Liberale am Tiefpunkt

Von Stephan Detjen, Deutschlandfunk · 26.03.2012
Die FDP hat an diesem Wochenende den Tiefpunkt ihres Absturzes markiert. Im Saarland ist sie aus dem Bereich der politischen Wahrnehmbarkeit verschwunden. Das bedeutet nicht unbedingt, dass sich ihr Niedergang fortsetzt, meint Stephan Detjen.
Wo wird der politische Liberalismus im 21. Jahrhundert seine Heimat finden? Ist es noch die FDP? Oder haben die Grünen die Rolle der Bürgerrechtspartei übernommen? Werden die Piraten uns lehren, wie man freiheitliche Politik in Zeiten der Digitalisierung und der Globalisierung praktiziert? Oder braucht der Liberalismus die Gestalt der politischen Partei gar nicht mehr, weil er seine Heimat im Schloss Bellevue, dem Sitz des neuen Freiheitspräsidenten Gauck gefunden hat?

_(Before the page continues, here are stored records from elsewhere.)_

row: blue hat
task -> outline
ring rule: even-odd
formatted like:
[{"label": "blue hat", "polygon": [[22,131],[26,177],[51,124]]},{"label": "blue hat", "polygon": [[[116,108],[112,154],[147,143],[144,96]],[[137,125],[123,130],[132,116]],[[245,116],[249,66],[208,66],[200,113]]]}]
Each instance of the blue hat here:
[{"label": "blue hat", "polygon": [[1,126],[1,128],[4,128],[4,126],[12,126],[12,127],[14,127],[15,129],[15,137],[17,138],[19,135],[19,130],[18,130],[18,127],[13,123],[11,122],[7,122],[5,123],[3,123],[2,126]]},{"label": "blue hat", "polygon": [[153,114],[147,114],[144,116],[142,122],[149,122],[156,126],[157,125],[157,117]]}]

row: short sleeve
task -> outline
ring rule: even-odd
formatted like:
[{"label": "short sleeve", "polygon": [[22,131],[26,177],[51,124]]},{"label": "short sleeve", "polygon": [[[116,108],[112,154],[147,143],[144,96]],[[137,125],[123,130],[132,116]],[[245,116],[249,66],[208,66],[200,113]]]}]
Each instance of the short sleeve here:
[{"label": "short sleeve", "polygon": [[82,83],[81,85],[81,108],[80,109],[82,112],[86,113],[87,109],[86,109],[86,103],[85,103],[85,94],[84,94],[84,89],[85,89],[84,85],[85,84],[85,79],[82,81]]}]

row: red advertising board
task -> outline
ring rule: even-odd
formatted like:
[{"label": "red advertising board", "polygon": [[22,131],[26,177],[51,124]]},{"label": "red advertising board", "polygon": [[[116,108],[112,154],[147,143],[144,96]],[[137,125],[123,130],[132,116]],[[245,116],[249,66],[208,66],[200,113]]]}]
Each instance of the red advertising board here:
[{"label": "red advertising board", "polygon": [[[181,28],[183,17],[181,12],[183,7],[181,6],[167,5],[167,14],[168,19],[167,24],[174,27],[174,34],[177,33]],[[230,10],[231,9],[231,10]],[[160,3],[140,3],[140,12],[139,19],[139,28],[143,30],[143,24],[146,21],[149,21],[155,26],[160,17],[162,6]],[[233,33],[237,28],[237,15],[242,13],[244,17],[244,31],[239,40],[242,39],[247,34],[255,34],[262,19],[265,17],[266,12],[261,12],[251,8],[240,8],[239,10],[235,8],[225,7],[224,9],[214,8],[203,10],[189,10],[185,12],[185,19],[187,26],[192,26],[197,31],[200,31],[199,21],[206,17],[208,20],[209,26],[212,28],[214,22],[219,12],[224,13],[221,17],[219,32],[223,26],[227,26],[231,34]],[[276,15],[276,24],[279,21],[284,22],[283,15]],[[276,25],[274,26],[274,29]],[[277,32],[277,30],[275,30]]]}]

Die nächsten Wochen werden Antworten auf diese Fragen bringen. Bis zum Sommer wird sich entscheiden, ob und an welcher Stelle FDP, Grüne und Piraten in den kommenden Jahren ihren Platz im politischen System der Bundesrepublik finden werden.

Mit der gestrigen Wahl im Saarland ist klar geworden, dass die Piraten mehr sind, als der politische Arm der Creative Industries in den urbanen Ballungsräumen. Die Analysen der Wahlforscher zeigen heute, dass die Piraten aus allen Bevölkerungsschichten und politischen Lagern Zulauf erhalten haben. Ihr Erfolg hat etwas mit dem Versprechen zu tun, jenseits der ermüdenden Interviewfloskeln und Talkshowsentenzen über Politik sprechen zu können.

Grund zum Nachdenken haben deshalb alle, die am hergebrachten politischen Diskurs beteiligt sind. Nicht nur die etablierten Parteien, auch die Medien, die der Politik ihre Gesetze des Entertainments, der Verkürzung und Verflachung aufgezwungen haben. Auch die Diskursherrschaft der Talkshows wird durch die direkte und partizipative Diskussionskultur der Piraten in Frage gestellt.

Der Erfolg der Piraten verändert auch die Rolle der Grünen im Parteienspektrum. Selten sahen sie im wahrsten Sinne des Wortes so alt aus, wie gestern mit ihren mageren fünf Prozent im Saarland. Die Partei, die vor 30 Jahren ähnlich wie heute die Piraten als provozierend neuartige Alternative zum politischen Establishment der alten Bundesrepublik auftrat, droht als letzte deutsche Milieupartei zu ergrauen. Im Aufmerksamkeitsschatten der Saarland-Wahl zermürbte sich ausgerechnet der Berliner Landesverband der Grünen am vergangenen Wochenende in quälenden innerparteilichen Macht- und Orientierungskämpfen.

Die FDP hat dagegen bereits an diesem Wochenende den Tiefpunkt des möglichen Absturzes markiert. Im Saarland ist sie aus dem Bereich der politischen Wahrnehmbarkeit verschwunden. Das bedeutet nicht, dass die Fortsetzung ihres Niedergangs nun vorprogrammiert wäre. In den beiden nächsten – dann in der Tat schicksalhaften Wahlen – tritt die FDP mit argumentationsstarken Führungsfiguren und verhältnismäßig geschlossenen Landesverbänden an.

Wichtiger als das Wahlergebnis aus Saarbrücken waren für die FDP deshalb die jüngsten Meinungsumfragen, die ihr in Schleswig Holstein und Nordrhein-Westfalen Werte zwischen vier und fünf Prozent bescheinigen. Sie sind der Beleg dafür, dass die Frage nach der Heimat des politischen Liberalismus im deutschen Parteiensystem auch an diesem Montag noch offen ist.